Date: Fri, 9 Feb 2007 18:14:02 -0500
Reply-To: Sigurd Hermansen <HERMANS1@WESTAT.COM>
Sender: "SAS(r) Discussion" <SAS-L@LISTSERV.UGA.EDU>
From: Sigurd Hermansen <HERMANS1@WESTAT.COM>
Subject: Re: Proc Summary Error..
In-Reply-To: <95AA6E2856F8924BBC646230BD46F5DC0266688A@CTTRBEXVS02.oxhp.com>
Content-Type: text/plain; charset="us-ascii"

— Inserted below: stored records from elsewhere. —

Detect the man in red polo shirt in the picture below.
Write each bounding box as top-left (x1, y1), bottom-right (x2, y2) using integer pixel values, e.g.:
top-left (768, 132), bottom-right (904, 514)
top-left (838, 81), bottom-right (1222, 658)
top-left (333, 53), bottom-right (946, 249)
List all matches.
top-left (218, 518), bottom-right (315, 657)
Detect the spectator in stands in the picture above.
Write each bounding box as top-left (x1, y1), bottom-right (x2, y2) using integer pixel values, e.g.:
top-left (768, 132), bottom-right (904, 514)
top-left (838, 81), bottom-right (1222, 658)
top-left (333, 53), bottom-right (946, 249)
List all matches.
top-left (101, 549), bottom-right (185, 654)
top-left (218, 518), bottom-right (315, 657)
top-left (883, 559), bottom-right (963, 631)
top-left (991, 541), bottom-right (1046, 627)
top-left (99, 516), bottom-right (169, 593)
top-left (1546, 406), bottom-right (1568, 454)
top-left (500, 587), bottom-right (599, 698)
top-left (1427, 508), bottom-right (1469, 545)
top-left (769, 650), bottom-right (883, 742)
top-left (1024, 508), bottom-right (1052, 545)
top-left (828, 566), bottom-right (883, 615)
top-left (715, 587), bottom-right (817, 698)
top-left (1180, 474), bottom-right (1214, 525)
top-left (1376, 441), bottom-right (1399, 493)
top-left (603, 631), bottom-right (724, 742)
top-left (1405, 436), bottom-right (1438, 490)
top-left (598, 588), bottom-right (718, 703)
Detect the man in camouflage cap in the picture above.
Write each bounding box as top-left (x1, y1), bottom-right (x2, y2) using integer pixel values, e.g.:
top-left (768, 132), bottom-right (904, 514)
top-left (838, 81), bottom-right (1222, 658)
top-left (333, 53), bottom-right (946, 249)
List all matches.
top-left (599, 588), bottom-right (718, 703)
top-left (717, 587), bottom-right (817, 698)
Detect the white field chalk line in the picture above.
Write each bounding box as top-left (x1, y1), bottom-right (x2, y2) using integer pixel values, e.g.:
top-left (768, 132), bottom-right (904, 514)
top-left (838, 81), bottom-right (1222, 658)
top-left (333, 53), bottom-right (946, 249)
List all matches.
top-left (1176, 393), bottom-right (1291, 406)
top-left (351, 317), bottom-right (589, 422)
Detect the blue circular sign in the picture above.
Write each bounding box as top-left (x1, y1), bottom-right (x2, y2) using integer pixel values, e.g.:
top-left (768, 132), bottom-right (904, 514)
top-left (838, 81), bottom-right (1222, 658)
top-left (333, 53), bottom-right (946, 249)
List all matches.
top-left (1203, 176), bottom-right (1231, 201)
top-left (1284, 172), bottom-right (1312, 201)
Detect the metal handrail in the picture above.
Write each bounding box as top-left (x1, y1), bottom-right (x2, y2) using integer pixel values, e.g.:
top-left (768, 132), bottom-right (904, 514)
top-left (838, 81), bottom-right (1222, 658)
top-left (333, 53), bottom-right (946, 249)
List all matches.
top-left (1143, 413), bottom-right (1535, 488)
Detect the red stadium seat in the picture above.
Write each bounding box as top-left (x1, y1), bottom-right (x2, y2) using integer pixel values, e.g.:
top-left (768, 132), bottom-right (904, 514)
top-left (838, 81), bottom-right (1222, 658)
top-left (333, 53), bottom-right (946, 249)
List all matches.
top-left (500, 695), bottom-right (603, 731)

Even I, the original SAS SQLhead, would assume that a special summary
procedure in SAS would faster than a more generic programming
environment such as SQL. That assumption may not hold in this case,
however, because the programmer has to make a choice between a memory
intensive method and a disk space (sort) alternative. So perhaps the SAS
SQL compiler could improve an equivalent query. How about
proc sql _method;
create table outp as
select lobcode, category, specialty, yrqrt, claimcod, plan, prv_stat,
prvcnty, memcnty, his_par, acctuw, acctuw2, yrmon, prvcode, provdx,
cpt, proccode, level3, prv_type, claimtyp, risk_deal,
servflag, prod, placecod2, groupcod,
sum(payamt) as tpayamt, sum(copayamt) as tcopayamt,
sum(dedamt) as tdedamt, sum(coinsamt) as tcoinsamt, sum(cobamt) as
tcobamt,
sum(reqamt) as treqamt, sum(wthldamt) as twthldamt,
sum(allowamt) as tallowamt, sum(dscntamt) as tdscntamt, sum(procqty) as
tprocqty
from (select * from saved.trendoutp1 where dosdte between
'01jan2003'd and '31dec2003'd)
group by lobcode, category, specialty, yrqrt, claimcod, plan,
prv_stat, prvcnty, memcnty, his_par, acctuw, acctuw2, yrmon, prvcode,
provdx,
cpt, proccode, level3, prv_type, claimtyp, risk_deal,
servflag, prod, placecod2, groupcod
;
quit;
In the worst case the query will attempt to sort the original dataset
and fail. Presorting using a tagsort may work better. Once data have
been ordered by the grouping variables, summing variables within the
group should not put a burden on memory or disk space.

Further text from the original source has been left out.